In June, Asia (including China) became the number one region for Australian wine exports by value. Spurred by a series of successful free trade agreements and increasing disposable incomes, exports increased by 31% in the 12 months to September to A$644 million.
Europe recorded slightly stronger exports, up 1% to A$587 million, whereas North America declined by 2% to A$618 million. The rest of the world also recorded growth during the year, up 2% to A$113 million.
Shiraz remained the most favoured exported variety, with value increasing 8% to A$410 million. Cabernet Sauvignon recorded even stronger results, increasing in value 23% to A$236 million. The average value per litre of Cabernet Sauvignon rose 9% to A$5.64. The real shining light was Cabernet Sauvignon/Shiraz blends, which increased in average value per litre by 41% to A$16.87, overtaking Shiraz/Mourvedre to command the highest value per litre. China is the primary driver behind this trend.
Chardonnay remains the most popular white variety, despite a 3% decline in value to A$167 million due to declining exports to the US. Sauvignon Blanc exports increased 7% in value to A$31 million. The UK and US were largely responsible for the growth, importing 62% of all Australian Sauvignon Blanc (and blends).
Export figures by wine type and container type (see table) highlight the emergence of bottled reds as a rapidly expanding sweetspot for Australian producers. Exports of bottled red surged ahead by 9.2% in terms of volume, overtaking bulk reds and bulk whites to become the largest export category. The value of bottled red exports grew at an even faster pace, up 14.6%, with the assistance of solid price increases. The average value per litre of bottled reds increased by almost 5% to A$5.55, in contrast to declining average values per litre in every other category.

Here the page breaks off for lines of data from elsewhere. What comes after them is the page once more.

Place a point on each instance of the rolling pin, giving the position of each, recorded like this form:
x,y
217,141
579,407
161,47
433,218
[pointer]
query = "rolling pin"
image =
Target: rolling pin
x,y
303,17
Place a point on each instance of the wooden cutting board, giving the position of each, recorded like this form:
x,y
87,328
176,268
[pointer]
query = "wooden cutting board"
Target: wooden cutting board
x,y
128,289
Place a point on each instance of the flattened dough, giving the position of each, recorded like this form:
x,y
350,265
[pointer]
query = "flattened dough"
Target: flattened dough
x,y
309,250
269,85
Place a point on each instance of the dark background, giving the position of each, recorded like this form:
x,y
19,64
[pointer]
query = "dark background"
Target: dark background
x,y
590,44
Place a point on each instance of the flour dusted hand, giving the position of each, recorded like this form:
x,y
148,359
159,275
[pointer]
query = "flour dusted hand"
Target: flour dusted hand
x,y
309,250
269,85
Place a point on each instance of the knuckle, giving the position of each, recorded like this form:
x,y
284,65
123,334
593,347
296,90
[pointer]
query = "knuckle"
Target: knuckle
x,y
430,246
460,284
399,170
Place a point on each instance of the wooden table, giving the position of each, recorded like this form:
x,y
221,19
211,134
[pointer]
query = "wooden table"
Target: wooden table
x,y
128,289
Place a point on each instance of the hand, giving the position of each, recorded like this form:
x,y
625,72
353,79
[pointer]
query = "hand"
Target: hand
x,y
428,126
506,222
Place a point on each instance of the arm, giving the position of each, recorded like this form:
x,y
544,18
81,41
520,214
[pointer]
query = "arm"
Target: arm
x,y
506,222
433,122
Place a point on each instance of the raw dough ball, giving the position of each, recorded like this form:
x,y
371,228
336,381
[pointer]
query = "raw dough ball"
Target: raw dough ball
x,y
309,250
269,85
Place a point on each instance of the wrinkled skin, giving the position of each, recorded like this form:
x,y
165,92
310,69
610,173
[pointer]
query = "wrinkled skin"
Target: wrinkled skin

The Wine Industry Directory's own data, collected from its long-running annual survey of Australian wine producers, shows that Accolade Wines overtook both Casella Wines and Treasury Wine Estates to become the largest exporter by volume (see table). Accolades' export volumes were boosted significantly by the acquisition of Grant Burge Wines. Lower down the order, a number of winemakers enjoyed an improved ranking by virtue of the exit of Grant Burge Wines and Peter Lehmann Wines from the rankings. However, a number of winemakers also lifted in their own right, including Yalumba Wine Company, Nugan Estate, Wingara Wine Group, Brown Brothers and Zilzie Wines.
In terms of exports by value (see table), Treasury Wine Estates remained on top of the list. Andrew Peace Wines, De Bortoli Wines and Berton Vineyards each improved their ranking by two places, while Brown Brothers jumped from 17th to 12th position following a strong increase in exports by value.